Franco, the recently elected councilwoman, wants today's activism to help bring more black Brazilians into positions of power. "In order to become a mass movement, black people need to realize that we have the right to exist in TV shows, in politics, on school boards," she says. "We're not there yet."

They've been getting some inspiration from overseas. In July, a delegation from America's Black Lives Matter movement visited black Brazilian activists in Rio to strategize. Bishop John Selders, a Black Lives Matter activist who was part of the delegation, says one of the biggest challenges for both countries is countering prevailing views that deny racial discrimination remains widespread. "We have mounted a resistance movement to a national myth," says Selders. "In America, that myth is meritocracy—that if you work hard you can be anyone you want to be."

Like Black Lives Matter, a group of Rio and São Paulo–based activist collectives plans to release a list of policy demands in coming weeks. So far, the activists have increasingly focused on police homicides of black youth. The authorities were responsible for 16 percent of the killings in Rio over the last five years, and from 2010 to 2013, 79 percent of those victims were black, according to Amnesty International. Though many of these killings happened while the Worker's Party was in office, the Rousseff administration had proposed to decrease homicides through targeted police retraining and monitoring, plans that Temer's government has now discarded.

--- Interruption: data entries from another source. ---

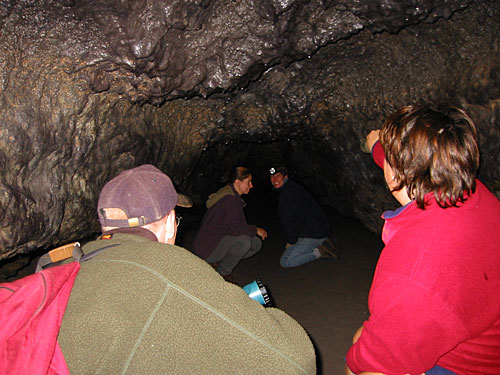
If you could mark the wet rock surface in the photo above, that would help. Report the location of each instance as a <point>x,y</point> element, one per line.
<point>89,88</point>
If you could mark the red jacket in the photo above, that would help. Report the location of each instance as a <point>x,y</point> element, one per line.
<point>225,217</point>
<point>435,296</point>
<point>32,309</point>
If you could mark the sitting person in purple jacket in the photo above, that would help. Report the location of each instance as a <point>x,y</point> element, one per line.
<point>225,237</point>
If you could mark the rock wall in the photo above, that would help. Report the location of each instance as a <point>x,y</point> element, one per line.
<point>89,88</point>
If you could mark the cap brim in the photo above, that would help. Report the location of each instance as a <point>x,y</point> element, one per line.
<point>184,201</point>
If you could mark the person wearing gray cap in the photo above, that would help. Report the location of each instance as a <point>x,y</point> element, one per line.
<point>146,306</point>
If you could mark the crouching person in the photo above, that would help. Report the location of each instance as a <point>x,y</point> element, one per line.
<point>146,306</point>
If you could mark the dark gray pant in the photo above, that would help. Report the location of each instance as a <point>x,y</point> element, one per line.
<point>231,249</point>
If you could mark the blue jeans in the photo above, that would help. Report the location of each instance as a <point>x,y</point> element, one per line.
<point>232,249</point>
<point>301,252</point>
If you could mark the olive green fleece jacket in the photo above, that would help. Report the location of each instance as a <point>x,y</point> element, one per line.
<point>142,307</point>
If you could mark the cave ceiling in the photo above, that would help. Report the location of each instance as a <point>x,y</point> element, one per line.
<point>91,87</point>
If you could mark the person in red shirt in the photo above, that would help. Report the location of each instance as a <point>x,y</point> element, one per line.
<point>435,297</point>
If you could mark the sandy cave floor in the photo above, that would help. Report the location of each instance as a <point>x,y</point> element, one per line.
<point>327,297</point>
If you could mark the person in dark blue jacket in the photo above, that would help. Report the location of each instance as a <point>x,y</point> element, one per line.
<point>305,224</point>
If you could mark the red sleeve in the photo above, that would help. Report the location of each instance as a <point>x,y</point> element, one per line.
<point>378,154</point>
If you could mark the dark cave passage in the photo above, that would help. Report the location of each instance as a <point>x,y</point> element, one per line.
<point>329,298</point>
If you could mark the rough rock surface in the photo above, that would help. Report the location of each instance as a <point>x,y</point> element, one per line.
<point>89,88</point>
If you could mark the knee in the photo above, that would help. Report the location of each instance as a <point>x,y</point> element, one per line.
<point>243,242</point>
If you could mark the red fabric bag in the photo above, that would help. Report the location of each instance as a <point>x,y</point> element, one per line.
<point>31,312</point>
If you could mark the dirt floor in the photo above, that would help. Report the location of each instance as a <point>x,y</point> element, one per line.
<point>328,297</point>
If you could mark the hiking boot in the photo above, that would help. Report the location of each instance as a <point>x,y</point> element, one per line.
<point>328,250</point>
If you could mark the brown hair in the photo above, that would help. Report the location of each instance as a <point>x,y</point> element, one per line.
<point>432,150</point>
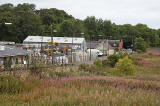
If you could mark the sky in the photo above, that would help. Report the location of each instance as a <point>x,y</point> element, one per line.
<point>118,11</point>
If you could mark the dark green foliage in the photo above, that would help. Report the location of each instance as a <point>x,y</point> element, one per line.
<point>113,59</point>
<point>98,63</point>
<point>140,45</point>
<point>9,84</point>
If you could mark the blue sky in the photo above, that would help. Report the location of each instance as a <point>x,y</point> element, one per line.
<point>118,11</point>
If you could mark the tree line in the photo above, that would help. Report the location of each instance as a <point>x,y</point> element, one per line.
<point>27,20</point>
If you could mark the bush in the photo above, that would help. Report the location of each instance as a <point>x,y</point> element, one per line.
<point>113,59</point>
<point>124,66</point>
<point>140,45</point>
<point>98,63</point>
<point>9,84</point>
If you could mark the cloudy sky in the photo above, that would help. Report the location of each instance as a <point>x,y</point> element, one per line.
<point>118,11</point>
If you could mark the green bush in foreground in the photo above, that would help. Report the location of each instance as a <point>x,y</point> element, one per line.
<point>9,84</point>
<point>124,66</point>
<point>98,63</point>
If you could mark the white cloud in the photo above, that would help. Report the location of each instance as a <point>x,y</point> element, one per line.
<point>118,11</point>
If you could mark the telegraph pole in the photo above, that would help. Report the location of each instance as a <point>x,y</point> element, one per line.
<point>51,44</point>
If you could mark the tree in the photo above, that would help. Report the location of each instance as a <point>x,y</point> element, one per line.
<point>66,28</point>
<point>90,24</point>
<point>124,66</point>
<point>140,45</point>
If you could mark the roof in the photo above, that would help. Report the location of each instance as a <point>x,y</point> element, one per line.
<point>6,51</point>
<point>107,43</point>
<point>37,39</point>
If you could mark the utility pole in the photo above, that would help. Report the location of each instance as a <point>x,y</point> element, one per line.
<point>90,49</point>
<point>51,44</point>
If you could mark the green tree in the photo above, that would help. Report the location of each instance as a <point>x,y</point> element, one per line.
<point>124,66</point>
<point>140,44</point>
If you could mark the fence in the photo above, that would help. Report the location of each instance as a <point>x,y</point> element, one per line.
<point>75,58</point>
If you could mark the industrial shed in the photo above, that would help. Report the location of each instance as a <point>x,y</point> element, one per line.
<point>74,43</point>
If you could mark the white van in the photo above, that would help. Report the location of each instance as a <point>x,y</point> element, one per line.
<point>98,52</point>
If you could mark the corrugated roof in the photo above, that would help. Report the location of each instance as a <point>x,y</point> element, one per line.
<point>12,51</point>
<point>37,39</point>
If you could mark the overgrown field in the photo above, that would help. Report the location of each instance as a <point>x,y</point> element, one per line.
<point>87,86</point>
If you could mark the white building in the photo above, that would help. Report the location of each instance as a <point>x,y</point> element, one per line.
<point>74,43</point>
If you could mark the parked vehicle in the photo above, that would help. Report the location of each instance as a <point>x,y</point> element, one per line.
<point>96,51</point>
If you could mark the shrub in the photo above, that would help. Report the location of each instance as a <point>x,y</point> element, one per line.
<point>9,84</point>
<point>113,59</point>
<point>140,45</point>
<point>124,66</point>
<point>98,63</point>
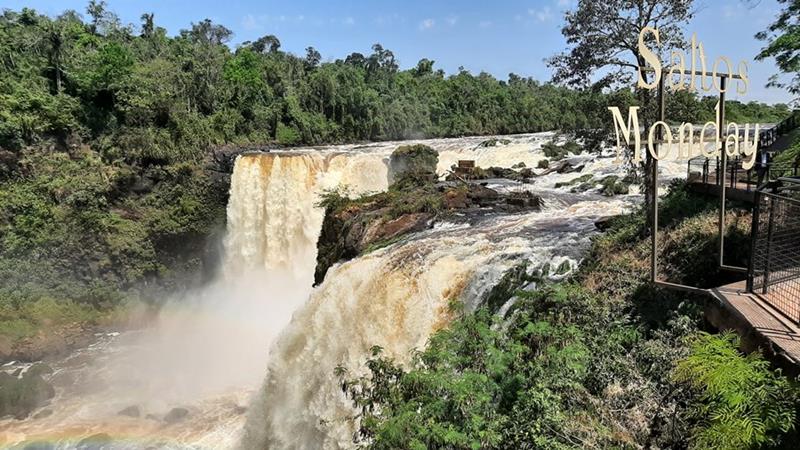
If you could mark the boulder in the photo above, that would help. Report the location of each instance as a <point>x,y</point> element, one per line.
<point>417,161</point>
<point>43,414</point>
<point>99,441</point>
<point>21,396</point>
<point>175,415</point>
<point>385,230</point>
<point>455,199</point>
<point>130,411</point>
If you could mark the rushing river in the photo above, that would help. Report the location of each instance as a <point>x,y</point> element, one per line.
<point>248,361</point>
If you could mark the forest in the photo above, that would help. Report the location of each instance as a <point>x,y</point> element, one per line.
<point>110,181</point>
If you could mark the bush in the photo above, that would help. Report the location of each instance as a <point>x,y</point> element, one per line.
<point>287,135</point>
<point>556,152</point>
<point>740,402</point>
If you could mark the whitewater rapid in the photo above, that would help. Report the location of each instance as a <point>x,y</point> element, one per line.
<point>259,345</point>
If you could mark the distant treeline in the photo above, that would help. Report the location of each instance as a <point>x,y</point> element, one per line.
<point>139,95</point>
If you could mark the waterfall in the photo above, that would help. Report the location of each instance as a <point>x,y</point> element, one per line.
<point>262,324</point>
<point>395,298</point>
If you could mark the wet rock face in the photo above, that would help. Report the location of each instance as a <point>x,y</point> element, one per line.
<point>176,415</point>
<point>418,161</point>
<point>21,395</point>
<point>130,411</point>
<point>362,225</point>
<point>100,441</point>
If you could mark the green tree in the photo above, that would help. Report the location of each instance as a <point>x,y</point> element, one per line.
<point>603,40</point>
<point>783,44</point>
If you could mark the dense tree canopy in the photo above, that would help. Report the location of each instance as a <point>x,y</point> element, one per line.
<point>145,97</point>
<point>783,44</point>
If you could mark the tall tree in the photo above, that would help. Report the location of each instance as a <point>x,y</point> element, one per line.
<point>603,37</point>
<point>783,44</point>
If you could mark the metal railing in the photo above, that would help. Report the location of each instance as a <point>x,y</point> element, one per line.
<point>774,272</point>
<point>707,171</point>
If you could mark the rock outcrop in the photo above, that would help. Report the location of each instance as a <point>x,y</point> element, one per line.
<point>414,202</point>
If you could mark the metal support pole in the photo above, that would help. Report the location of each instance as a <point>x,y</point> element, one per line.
<point>723,160</point>
<point>654,193</point>
<point>751,268</point>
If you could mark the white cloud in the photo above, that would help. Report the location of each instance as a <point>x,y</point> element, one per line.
<point>542,15</point>
<point>252,22</point>
<point>249,22</point>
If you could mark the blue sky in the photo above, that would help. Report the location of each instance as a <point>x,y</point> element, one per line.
<point>498,37</point>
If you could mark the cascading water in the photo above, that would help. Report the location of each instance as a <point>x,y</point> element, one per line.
<point>210,348</point>
<point>395,298</point>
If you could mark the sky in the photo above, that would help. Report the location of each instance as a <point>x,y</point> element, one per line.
<point>499,36</point>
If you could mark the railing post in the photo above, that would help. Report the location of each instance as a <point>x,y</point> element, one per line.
<point>767,255</point>
<point>753,241</point>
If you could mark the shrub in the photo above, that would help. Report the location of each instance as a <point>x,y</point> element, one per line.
<point>740,402</point>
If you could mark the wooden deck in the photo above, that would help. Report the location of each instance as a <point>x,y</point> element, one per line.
<point>739,194</point>
<point>759,324</point>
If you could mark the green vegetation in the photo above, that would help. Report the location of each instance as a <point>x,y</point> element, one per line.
<point>600,360</point>
<point>613,185</point>
<point>578,180</point>
<point>556,152</point>
<point>739,402</point>
<point>108,132</point>
<point>494,142</point>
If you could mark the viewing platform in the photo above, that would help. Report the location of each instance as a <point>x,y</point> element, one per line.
<point>765,308</point>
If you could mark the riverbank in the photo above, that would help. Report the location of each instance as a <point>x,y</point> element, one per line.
<point>599,360</point>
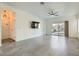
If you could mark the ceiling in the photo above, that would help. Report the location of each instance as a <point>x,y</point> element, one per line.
<point>64,9</point>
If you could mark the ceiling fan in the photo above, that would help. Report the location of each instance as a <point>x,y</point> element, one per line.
<point>51,12</point>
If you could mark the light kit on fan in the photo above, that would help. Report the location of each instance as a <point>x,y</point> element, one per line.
<point>51,12</point>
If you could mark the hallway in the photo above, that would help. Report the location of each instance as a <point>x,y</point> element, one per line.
<point>42,46</point>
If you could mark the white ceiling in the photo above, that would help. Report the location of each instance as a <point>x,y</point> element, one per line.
<point>64,9</point>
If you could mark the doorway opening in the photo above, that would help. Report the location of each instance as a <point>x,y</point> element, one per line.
<point>7,17</point>
<point>58,29</point>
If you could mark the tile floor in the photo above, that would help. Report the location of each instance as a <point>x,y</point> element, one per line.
<point>42,46</point>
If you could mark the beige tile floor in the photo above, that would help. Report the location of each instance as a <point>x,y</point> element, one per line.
<point>42,46</point>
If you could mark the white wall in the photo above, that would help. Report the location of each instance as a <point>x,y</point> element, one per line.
<point>78,28</point>
<point>73,28</point>
<point>22,24</point>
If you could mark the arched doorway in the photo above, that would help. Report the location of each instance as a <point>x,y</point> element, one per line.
<point>7,17</point>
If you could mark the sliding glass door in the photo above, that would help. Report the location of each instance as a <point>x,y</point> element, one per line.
<point>58,29</point>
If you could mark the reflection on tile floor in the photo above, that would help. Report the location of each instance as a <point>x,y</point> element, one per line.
<point>42,46</point>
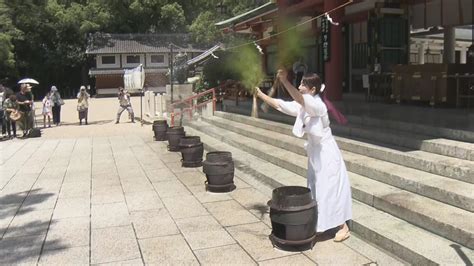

Most of those deaths were in the city's favelas, which have been heavily militarized in an attempt to take back entire neighborhoods from powerful drug traffickers. Critics say this approach does not address the poverty at the root of drug-related crime. Nor does it prevent innocent people from being caught in the crossfire.

In May 2014, Ana Paula Oliveira's 19-year-son, Johnatha, was shot in the back by a police officer who fired to disperse a crowd of teenagers after tense exchanges between the authorities and locals; Johnatha was on his way back from delivering cake to his grandmother. Brazil's Public Prosecution Service opened investigations into the officer involved in the shooting in August 2014, according to an Amnesty International report; a judge's verdict is now due. "Johnatha was so full of life. He had so much promise," says Oliveira, who has joined a group of mothers turned activists who advocate for police reforms. "But when you're black in Brazil, you're seen as nothing but a criminal."

Yet many young black Brazilians remain hopeful about the momentum they are building. And they're inspired by leaders such as Franco. Eighteen-year-old activist Sabrina Martina works with a group of local journalists and artists in Rio's Alemão favelas, making music and producing documentaries to battle the stereotype that their neighborhoods are home only to dangerous criminals. She thinks Brazil's black rights movement can stay strong even with a government less sympathetic to their cause. "We battled to get everything we've achieved until now," she says. "This [political and economic] crisis will shake some people, but it isn't going to stop us. Giving up is not an option."

Reporting for this story was supported by the GroundTruth Project, a nonprofit media organization dedicated to social justice reporting.

Correction: The print version of this piece incorrectly listed the names of those imprisoned for black activism during Brazil's dictatorship and the range of dates during which 79 percent of victims of Rio police killings were black.